Peetra Magnusson, Department of Immunology, Genetics and Pathology (IGP)

How, and in which sort of blood vessel, the mutations occur has not been entirely clarified to date. In the current study, the researchers at Uppsala University – in collaboration with IFOM, the FIRC Institute of Molecular Oncology, and the Mario Negri Institute of Pharmacological Research in Italy – researched endothelial cells. The role of these cells, which line the interior of blood vessels, varies based on vessel type, leading to the differing features of veins, arteries and capillaries. In all, the scientists have analysed more than 30,000 individual endothelial cells in detail to identify how, and in which vessels, CCMs appear.
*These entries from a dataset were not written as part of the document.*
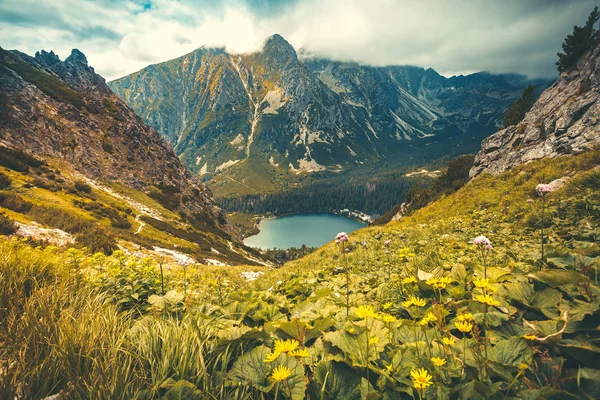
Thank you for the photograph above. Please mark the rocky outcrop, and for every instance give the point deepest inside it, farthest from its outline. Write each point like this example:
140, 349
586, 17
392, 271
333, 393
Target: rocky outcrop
564, 120
64, 111
284, 112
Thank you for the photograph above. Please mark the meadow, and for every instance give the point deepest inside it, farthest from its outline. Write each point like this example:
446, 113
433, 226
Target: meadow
456, 301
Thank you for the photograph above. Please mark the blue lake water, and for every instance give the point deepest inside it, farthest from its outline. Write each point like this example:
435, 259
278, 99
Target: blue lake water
313, 230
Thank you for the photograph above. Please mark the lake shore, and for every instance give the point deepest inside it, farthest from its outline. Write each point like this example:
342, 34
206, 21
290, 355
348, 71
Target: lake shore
294, 230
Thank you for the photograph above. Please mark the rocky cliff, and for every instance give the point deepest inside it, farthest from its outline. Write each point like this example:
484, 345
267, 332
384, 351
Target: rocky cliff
274, 112
564, 120
63, 111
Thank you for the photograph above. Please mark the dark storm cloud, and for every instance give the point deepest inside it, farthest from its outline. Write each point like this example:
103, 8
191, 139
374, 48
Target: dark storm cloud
459, 36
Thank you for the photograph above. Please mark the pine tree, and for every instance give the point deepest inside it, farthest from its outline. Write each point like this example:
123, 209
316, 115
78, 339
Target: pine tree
577, 43
517, 110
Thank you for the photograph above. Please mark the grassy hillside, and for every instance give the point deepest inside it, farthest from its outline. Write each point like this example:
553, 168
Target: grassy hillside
56, 205
399, 311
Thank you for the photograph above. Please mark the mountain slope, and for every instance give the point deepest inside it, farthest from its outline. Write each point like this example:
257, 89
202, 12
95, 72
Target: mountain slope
259, 120
64, 114
564, 120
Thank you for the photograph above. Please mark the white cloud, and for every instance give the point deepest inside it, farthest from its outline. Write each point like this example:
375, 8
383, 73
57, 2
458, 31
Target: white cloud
452, 37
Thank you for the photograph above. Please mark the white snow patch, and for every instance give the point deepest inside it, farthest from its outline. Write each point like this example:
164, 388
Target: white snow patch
239, 139
372, 130
227, 164
176, 255
212, 261
204, 169
251, 276
274, 99
144, 209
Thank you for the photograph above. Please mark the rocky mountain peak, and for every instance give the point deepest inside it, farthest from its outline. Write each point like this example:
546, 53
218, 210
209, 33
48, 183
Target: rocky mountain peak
77, 57
278, 48
564, 120
47, 59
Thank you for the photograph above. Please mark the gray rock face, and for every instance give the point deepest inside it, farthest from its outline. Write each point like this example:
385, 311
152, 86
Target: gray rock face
284, 112
63, 110
564, 120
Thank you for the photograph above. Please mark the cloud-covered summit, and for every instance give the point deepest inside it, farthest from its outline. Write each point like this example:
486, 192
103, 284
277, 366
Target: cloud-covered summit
462, 36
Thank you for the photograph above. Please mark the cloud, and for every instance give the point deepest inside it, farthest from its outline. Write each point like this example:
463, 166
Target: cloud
462, 36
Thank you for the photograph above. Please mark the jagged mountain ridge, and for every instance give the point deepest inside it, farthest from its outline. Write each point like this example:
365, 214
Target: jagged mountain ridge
219, 110
63, 111
564, 120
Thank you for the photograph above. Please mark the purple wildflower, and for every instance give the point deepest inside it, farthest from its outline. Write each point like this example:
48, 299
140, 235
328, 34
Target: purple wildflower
341, 237
482, 241
544, 188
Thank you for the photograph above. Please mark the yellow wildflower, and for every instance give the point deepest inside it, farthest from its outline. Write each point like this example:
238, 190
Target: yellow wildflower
437, 361
445, 279
414, 301
285, 346
449, 341
299, 353
281, 373
481, 283
430, 317
439, 283
487, 299
421, 378
388, 318
464, 317
463, 326
271, 357
365, 312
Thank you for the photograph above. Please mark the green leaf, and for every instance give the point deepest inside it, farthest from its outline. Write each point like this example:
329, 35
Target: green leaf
355, 345
183, 390
367, 391
336, 381
511, 352
558, 277
251, 369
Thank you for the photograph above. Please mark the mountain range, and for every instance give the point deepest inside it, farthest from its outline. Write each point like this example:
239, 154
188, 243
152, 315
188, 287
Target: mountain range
255, 121
68, 144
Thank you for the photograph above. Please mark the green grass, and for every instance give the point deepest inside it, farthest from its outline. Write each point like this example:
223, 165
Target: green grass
109, 330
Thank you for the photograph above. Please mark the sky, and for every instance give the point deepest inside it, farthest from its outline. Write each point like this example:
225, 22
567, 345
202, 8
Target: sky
454, 37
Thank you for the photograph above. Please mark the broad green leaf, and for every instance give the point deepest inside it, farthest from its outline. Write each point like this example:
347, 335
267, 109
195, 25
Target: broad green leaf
336, 381
512, 352
558, 277
251, 369
355, 346
367, 391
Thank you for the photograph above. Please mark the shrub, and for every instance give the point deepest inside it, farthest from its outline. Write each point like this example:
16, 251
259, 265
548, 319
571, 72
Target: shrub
579, 42
7, 225
82, 187
15, 203
4, 180
97, 240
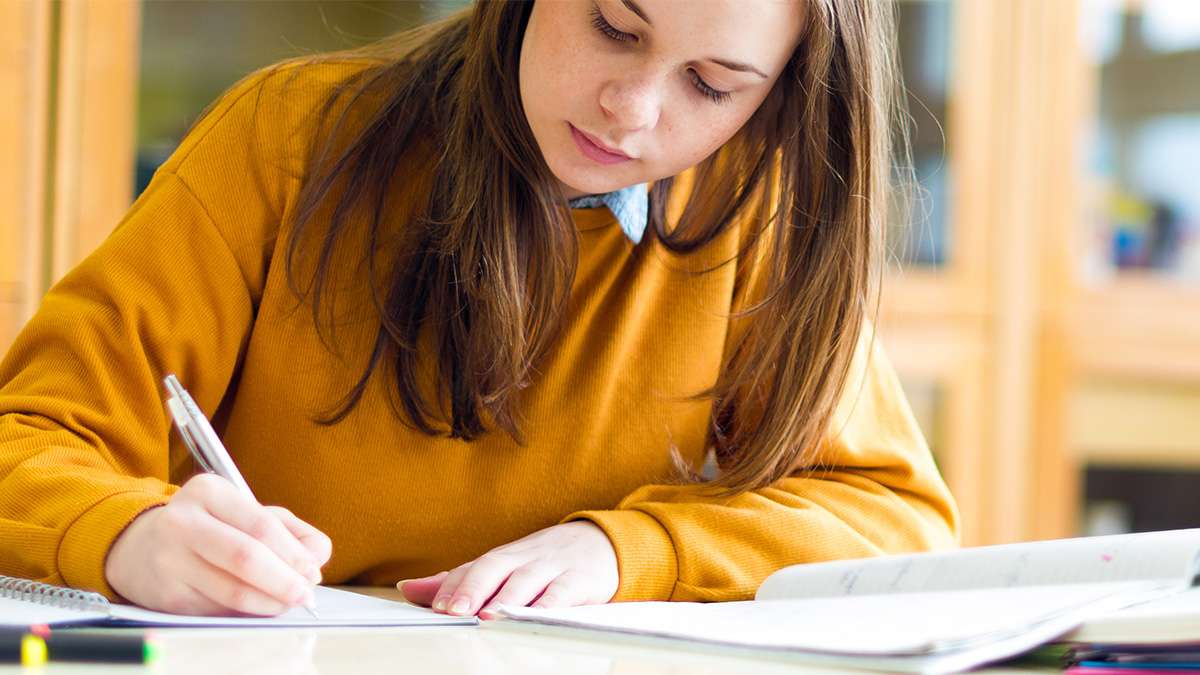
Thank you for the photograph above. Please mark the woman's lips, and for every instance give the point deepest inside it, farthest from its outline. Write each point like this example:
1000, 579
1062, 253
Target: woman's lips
594, 150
When CCM3 was lacking in mural endothelial cells of the venous type, the researchers observed increased cell division and abnormal development of the vessels, resulting in the characteristic mulberry-like lesions. The study thus confirms, at molecular level, the vascular malformations of a cavernoma arise in veins. This was observed previously only when the structure of the blood vessels had been analyzed in vessel fragments.

“Another interesting result from the study was that arterial endothelial cells were not affected at all in the identical way by losing their CCM3. Although the CCM3 gene was missing in these cells, they do not contribute to growth of the malformations,” says Elisabetta Dejana, who led the study.

“Summing up, our findings also have brought new understanding about cavernoma, which should enhance the odds of developing improved clinical treatments.”